Molecular mechanisms of endothelial to mesenchymal cell transition (EndoMT) in experimentally induced fibrotic diseases

Abstract

Several recent studies have demonstrated that endothelial to mesenchymal transition (EndoMT), a newly recognized type of cellular transdifferentiation may be an important source of myofibroblasts during the development of experimentally induced pulmonary, cardiac and kidney fibrosis. EndoMT is a complex biological process induced by members of the transforming growth factor (TGF-β) family of regulatory polypeptides in which endothelial cells adopt a mesenchymal or myofibroblastic phenotype acquiring motile and contractile properties and initiating expression of mesenchymal cell products such as α smooth muscle actin (α-SMA) and type I collagen. Although these experimental studies provide compelling evidence for the participation of EndoMT in the development of experimentally-induced fibrotic processes the precise role of EndoMT in the pathogenesis of human fibrotic disorders requires confirmation and validation from studies of human clinical pathologic conditions. Such confirmation should lead to a change in the paradigm of the origin of profibrogenic myofibroblasts involved in human fibrotic diseases. Further understanding of the molecular mechanisms and the regulatory pathways involved in EndoMT may lead to the development of novel therapeutic approaches for the incurable and often devastating fibrotic disorders.

Figure 1

Demonstration of endothelial cell-derived fibroblasts in fibroblast cultures established from lung parenchyma of mice with bleomycin induced pulmonary fibrosis. Fibroblast cultures were established from lungs from mice injected intratrachealy with either normal saline or bleomycin. When the cultures reached confluency they were stained with x-gal to identify the cells from endothelial lineage. Note the absence of x-gal staining cells in the cultures from saline injected control mice (A) in contrast with the marked abundance of x-gal staining fibroblasts in the cultures from bleomycin injected mice (B). The inset in A shows the percentage of x-gal positive cells in four separate samples of cultured fibroblasts from saline injected mice (SLF) compared to eight separate samples of fibroblasts cultured from bleomycin injected mice (BLF). Figures C and D show sequential staining of a fibroblast culture from bleomycin injected mice with x-gal (C) followed by immunocytochemistry for the mesenchymal cell markers type I collagen (red) and α- SMA (green). The arrows indicate cells positive for x-gal, type I collagen, and α- SMA, whereas the arrowheads indicate cells positive for x-gal and type I collagen. Reproduced from reference 26 with permission.

Figure 2

Schematic diagram showing the putative TGF-β signaling pathways involved in EndoMT. The diagram shows the numerous putative pathways that may participate in the EndoMT process and may be involved in the pathogenesis of human fibrotic disorders. One central pathway initiated following ligand-binding activation of the Smad-independent TGF-β pathway causes phosphorylation of GSK-3β mediated by PKC-δ and the cAbl non-receptor kinase.

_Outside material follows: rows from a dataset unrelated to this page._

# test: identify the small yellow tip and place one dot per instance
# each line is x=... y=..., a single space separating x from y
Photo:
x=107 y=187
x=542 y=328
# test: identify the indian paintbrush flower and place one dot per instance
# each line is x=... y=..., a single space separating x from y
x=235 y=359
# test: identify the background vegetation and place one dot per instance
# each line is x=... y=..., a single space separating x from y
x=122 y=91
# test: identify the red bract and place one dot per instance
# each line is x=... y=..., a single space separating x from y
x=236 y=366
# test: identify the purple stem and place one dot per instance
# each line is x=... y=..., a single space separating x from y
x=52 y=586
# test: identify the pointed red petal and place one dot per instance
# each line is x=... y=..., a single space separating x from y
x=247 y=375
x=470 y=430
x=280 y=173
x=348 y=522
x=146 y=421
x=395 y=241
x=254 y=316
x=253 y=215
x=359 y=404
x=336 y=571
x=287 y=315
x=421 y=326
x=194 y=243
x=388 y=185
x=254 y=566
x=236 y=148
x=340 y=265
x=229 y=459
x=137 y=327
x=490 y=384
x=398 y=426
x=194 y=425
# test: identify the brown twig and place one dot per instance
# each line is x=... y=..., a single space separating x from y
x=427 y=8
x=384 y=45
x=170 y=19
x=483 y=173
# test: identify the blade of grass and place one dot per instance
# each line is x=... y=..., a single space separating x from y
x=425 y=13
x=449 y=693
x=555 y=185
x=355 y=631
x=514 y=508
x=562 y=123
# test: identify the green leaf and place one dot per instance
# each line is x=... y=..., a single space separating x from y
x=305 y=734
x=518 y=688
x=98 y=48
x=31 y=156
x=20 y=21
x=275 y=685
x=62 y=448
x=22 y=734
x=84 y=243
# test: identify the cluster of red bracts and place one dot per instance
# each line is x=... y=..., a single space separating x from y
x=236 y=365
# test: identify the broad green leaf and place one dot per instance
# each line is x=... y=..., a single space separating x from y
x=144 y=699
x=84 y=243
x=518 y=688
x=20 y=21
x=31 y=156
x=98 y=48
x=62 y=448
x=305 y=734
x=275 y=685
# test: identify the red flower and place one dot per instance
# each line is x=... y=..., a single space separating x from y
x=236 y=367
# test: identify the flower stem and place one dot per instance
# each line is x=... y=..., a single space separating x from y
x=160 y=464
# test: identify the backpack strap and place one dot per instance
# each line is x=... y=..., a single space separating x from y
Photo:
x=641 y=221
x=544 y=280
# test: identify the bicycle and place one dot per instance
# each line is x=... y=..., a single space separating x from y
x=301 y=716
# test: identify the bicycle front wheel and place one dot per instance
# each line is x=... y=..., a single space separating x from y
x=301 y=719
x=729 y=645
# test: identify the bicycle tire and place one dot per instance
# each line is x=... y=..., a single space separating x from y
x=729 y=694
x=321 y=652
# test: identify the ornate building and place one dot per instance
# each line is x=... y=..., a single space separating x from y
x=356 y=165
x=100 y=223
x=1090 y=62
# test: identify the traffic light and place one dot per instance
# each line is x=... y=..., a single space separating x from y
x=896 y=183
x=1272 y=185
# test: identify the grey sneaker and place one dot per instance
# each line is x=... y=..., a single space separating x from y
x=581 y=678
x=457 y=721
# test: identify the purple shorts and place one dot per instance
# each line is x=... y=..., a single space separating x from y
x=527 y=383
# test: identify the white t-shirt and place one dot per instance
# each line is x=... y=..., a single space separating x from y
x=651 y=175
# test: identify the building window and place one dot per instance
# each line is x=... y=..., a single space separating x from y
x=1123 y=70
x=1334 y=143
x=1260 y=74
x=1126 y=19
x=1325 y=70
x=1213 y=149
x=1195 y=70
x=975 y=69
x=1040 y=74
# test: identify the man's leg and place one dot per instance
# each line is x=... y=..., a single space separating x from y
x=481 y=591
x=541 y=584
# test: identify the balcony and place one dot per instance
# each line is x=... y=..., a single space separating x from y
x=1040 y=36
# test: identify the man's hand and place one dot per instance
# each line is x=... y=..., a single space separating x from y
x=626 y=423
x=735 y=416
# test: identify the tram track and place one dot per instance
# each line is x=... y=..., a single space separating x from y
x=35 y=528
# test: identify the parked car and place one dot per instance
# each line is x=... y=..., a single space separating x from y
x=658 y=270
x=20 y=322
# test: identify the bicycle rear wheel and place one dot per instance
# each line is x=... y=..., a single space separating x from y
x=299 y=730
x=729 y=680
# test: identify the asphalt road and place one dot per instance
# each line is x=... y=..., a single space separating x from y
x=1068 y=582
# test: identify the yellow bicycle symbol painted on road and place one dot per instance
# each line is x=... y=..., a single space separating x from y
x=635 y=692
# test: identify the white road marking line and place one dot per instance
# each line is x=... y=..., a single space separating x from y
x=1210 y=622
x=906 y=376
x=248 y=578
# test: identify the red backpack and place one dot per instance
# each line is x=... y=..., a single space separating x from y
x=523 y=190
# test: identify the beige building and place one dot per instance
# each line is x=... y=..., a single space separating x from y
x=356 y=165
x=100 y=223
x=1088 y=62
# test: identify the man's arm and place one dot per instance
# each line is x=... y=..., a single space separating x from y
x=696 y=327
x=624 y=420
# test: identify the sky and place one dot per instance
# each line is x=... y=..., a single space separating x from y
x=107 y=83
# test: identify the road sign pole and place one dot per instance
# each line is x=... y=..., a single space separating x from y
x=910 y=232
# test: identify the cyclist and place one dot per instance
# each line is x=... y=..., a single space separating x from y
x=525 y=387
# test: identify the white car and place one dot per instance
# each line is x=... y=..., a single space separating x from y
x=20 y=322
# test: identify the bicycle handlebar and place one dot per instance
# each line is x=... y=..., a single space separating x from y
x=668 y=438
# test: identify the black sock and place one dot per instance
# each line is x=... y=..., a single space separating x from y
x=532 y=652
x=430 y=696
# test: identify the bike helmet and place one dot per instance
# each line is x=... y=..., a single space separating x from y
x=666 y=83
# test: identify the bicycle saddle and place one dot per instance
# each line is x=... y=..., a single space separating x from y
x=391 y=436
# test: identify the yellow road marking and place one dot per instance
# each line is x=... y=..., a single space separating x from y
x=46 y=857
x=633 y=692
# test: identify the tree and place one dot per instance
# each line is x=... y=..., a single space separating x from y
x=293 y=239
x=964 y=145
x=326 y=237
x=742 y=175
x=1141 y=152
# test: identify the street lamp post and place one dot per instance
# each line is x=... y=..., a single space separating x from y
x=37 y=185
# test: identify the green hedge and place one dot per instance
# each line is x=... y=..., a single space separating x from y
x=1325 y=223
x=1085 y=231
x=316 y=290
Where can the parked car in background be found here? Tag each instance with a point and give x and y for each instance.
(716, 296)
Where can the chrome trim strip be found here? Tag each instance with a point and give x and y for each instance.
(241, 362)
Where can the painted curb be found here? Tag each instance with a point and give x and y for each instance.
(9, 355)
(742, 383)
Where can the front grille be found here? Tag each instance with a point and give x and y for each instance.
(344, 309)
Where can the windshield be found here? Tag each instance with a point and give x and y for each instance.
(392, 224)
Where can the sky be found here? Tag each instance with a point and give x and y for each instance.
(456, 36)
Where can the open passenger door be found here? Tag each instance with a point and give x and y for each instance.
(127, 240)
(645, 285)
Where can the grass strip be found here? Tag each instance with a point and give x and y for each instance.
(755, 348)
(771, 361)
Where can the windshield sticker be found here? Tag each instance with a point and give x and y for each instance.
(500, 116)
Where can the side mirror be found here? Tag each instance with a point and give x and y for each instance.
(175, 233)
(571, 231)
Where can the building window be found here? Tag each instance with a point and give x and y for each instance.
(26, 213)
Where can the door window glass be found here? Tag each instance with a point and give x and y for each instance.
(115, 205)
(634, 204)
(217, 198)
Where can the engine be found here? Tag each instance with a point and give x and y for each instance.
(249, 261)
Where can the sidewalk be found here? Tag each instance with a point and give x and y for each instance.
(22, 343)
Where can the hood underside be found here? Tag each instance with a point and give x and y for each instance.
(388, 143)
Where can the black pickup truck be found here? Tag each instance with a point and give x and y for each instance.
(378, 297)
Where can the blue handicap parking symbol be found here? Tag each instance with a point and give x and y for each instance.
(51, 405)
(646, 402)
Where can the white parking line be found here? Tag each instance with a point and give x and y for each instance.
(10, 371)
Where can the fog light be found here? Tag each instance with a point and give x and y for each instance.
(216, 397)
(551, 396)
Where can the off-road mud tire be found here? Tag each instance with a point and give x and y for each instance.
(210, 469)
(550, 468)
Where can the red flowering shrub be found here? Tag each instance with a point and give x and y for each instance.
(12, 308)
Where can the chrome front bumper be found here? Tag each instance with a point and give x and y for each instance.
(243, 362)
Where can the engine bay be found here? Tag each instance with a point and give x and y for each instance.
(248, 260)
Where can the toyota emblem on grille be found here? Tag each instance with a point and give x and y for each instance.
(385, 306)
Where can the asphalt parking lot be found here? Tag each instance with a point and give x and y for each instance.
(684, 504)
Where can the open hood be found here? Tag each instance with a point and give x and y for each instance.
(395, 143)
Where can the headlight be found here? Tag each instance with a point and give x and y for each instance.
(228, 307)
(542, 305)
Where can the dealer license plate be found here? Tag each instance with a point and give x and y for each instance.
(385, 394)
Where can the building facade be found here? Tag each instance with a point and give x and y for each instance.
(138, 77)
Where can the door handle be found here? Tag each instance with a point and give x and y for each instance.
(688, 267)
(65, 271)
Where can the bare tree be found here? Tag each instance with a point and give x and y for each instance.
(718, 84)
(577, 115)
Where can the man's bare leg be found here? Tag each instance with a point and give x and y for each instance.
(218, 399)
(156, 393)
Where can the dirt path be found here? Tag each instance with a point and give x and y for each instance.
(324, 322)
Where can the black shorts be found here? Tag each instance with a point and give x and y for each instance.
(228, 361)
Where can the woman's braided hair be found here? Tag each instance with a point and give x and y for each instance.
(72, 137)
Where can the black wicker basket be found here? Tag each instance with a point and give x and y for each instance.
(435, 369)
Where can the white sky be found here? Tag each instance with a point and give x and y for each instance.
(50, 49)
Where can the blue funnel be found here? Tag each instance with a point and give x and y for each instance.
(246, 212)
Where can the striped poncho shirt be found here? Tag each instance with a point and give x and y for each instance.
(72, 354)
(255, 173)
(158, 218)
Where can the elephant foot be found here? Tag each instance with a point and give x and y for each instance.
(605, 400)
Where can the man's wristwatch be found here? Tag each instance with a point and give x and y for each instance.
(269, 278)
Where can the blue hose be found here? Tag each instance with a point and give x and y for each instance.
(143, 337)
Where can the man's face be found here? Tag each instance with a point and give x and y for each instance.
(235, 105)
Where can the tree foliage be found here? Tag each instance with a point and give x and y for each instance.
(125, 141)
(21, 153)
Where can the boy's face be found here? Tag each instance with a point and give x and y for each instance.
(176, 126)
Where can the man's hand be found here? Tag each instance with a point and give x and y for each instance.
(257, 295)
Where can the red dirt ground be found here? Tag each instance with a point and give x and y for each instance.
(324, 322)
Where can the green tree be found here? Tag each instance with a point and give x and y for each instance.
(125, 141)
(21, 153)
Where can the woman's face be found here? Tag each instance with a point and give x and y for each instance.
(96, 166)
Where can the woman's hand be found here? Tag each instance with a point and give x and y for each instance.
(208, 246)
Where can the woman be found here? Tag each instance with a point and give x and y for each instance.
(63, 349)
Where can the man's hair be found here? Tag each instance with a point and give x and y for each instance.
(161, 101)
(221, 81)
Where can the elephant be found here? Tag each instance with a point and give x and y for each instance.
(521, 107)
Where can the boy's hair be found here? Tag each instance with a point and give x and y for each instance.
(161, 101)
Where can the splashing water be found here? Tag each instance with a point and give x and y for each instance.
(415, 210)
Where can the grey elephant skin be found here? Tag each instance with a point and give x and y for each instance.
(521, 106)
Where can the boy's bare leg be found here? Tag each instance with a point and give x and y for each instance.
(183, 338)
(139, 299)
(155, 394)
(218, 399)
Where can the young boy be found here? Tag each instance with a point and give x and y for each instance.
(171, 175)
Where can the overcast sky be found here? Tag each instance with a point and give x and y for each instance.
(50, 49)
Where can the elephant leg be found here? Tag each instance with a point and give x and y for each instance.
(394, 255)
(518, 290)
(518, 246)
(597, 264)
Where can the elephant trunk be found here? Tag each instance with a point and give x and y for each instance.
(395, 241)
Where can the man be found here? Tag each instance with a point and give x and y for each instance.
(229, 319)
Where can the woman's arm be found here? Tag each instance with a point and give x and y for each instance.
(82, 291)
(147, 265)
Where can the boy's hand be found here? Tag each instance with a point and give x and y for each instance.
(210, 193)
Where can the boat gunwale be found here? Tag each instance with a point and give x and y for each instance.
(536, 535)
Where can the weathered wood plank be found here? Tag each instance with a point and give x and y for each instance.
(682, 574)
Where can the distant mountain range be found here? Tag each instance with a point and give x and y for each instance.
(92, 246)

Phosphorylation of GSK-3β at serine 9 (ser9) causes its inhibition which then allows Snail1 to enter the nucleus. Nuclear accumulation of Snail1 results in marked stimulation of Snail1 expression which then leads to acquisition of the myofibroblast phenotype with stimulation of α-SMA. The inhibition of GSK-3β ser9 phosphorylation by specific inhibition of PKC-δ or c-Abl activity allows GSK-3β to phosphorylate Snail1 targeting it for proteosomal degradation and thus, effectively abolishes the acquisition of the myofibroblastic phenotype and the fibrotic response. Other pathways such as the ET-1, Wnt, hypoxia and cellular stress pathways may also participate although the molecular events have not been fully elucidated. Modified from Li and Jimenez [37].